The first half/side makes you understand in just over 20 minutes that the band has little interest in creating “punk” music per se, or “country” either. None of the songs really resemble each other except in their loosely amateurish approach, the sawed violin (“fiddle,” if you prefer) of Susie Honeyman cutting through the clamor regularly to mark them, and perhaps how high the pounding drums are in the mix, leaving the normal rock leads of vocals and guitar considerably further back. But there’s something interesting in this stew, something that keeps bubbling up to the ear in every song – a nagging riff here; some guitar noise over there; the dark resignation of lines like "I was out the other night, fear and whiskey kept me going," or “darkness and doubt just followed me about” or “it’s hard to be human again;” the song that takes over a minute to fall apart at the end; the eccentric spoken-word pieces that seem to wander around an idea rather than tell a story – all of these find their way to the front of the mind and then recede into the album’s mix to be confronted next time ‘round.
The second half, which is more uniform in sound (but not necessarily better and certainly no more professional-sounding) kicks off with the rousing waltz called “Flitcraft,” which makes the country influence more palpable than anywhere in the first half. But rather than trying to sound like the finely-honed American version of country music, they’re more channeling the spirit of its classic practitioners. During their hiatus they began to fully comprehend the class-conscious rootedness of both American country and English folk, connected their directness and simplicity to the punk rock scene they were involved in and voila – out came this album. So when the next one, called “Country,” starts with “We know that for many years there's been no country here, Nothing here but the war” and says “I’m not ready for this, I am not ready for this” and the one after that is about a failed miners’ strike, they marry country music’s working class themes with punk’s bitterness and politics, both filtered through their own weathered, melancholic sensibilities that really go out on the album’s two final tunes. “Last Dance” is perhaps the album’s masterstroke, in which a night at a dance hall ends at last call with hope, resignation, drunkenness, desperation, and beauty all rolled into one perfectly sloppy/loose/ramshackle faux-country punk tune, and then there’s a spot-on cover of “Lost Highway,” which Hank Williams popularized – and he knew all about hope, resignation, drunkenness, desperation and beauty and sang about them all three decades before the Mekons did, which is why they connect to him.

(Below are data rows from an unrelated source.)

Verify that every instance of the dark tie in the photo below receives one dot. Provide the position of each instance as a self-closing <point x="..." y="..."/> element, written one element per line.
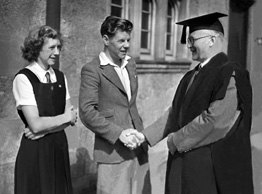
<point x="196" y="71"/>
<point x="47" y="75"/>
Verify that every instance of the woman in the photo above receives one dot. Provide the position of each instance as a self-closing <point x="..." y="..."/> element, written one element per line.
<point x="43" y="103"/>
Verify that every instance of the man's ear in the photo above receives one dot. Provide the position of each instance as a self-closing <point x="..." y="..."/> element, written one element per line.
<point x="212" y="40"/>
<point x="105" y="40"/>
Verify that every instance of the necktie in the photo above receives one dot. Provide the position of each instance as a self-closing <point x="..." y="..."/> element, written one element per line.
<point x="47" y="75"/>
<point x="197" y="69"/>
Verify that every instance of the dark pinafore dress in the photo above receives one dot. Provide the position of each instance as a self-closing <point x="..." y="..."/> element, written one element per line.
<point x="42" y="166"/>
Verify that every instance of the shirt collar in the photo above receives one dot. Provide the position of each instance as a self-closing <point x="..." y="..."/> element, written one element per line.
<point x="40" y="72"/>
<point x="205" y="62"/>
<point x="104" y="60"/>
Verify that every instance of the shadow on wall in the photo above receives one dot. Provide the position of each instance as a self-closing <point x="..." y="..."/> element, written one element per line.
<point x="84" y="173"/>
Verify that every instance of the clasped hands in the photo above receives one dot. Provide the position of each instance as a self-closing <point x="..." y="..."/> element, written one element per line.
<point x="131" y="138"/>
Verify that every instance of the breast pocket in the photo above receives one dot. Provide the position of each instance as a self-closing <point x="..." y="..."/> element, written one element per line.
<point x="108" y="114"/>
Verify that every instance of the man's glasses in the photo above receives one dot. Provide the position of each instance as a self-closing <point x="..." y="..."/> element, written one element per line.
<point x="191" y="41"/>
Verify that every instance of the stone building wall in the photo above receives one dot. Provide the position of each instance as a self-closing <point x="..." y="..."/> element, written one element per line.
<point x="80" y="24"/>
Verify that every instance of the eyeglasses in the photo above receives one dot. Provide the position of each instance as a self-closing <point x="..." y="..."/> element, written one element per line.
<point x="191" y="41"/>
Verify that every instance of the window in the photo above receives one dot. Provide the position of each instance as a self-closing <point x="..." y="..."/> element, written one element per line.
<point x="117" y="8"/>
<point x="170" y="29"/>
<point x="146" y="26"/>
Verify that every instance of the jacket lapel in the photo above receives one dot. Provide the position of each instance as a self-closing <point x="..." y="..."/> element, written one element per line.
<point x="110" y="73"/>
<point x="131" y="69"/>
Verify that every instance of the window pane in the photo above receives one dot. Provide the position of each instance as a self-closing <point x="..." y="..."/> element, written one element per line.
<point x="116" y="11"/>
<point x="145" y="21"/>
<point x="145" y="5"/>
<point x="169" y="25"/>
<point x="118" y="2"/>
<point x="144" y="40"/>
<point x="168" y="42"/>
<point x="169" y="10"/>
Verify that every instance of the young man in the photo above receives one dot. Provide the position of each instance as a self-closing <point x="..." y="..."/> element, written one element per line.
<point x="208" y="125"/>
<point x="107" y="106"/>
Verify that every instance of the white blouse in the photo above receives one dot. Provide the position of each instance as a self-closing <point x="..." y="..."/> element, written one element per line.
<point x="23" y="90"/>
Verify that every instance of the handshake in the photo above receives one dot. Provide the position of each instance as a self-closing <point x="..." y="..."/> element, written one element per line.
<point x="131" y="138"/>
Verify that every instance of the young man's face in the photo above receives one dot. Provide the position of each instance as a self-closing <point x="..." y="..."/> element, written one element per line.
<point x="50" y="51"/>
<point x="200" y="47"/>
<point x="118" y="45"/>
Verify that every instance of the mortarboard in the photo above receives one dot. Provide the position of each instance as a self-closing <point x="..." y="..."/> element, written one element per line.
<point x="208" y="22"/>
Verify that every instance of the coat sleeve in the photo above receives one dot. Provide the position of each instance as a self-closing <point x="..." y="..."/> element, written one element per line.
<point x="88" y="102"/>
<point x="211" y="125"/>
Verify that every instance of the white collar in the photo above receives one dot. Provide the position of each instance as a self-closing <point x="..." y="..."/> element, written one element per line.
<point x="104" y="60"/>
<point x="40" y="72"/>
<point x="205" y="62"/>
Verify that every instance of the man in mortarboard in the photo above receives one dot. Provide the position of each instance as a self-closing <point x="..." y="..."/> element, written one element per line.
<point x="208" y="125"/>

So it’s country punk, sure, but it’s neither country nor punk. Or it’s both country and punk, but not alt-country. Or it’s alt-country, but not like that boring stuff that came later because of the punk connection, because they looked outward toward the problems of the world and not just their own heartaches (though those factor in, of course). Or as singer Tom Greenhalgh said in an interview with Rebel Route Spring in 1998: "We weren't a directly sloganizing, political band because we had a bit of a problem with that whole slogan-type thing. You know, it runs into other problems. It's kind of more like politics in the sense of everyday politics, or everything-is-politics, so sometimes that actually does merge with the bigger picture. A political view of everything rather than Political with a big “P” and party-politics and everything." To me, that’s country and that’s punk as fuck, all at once. They hit that idea throughout their career, lots of times knocking it out of the park, but this was the first time they did it, and still maybe the best.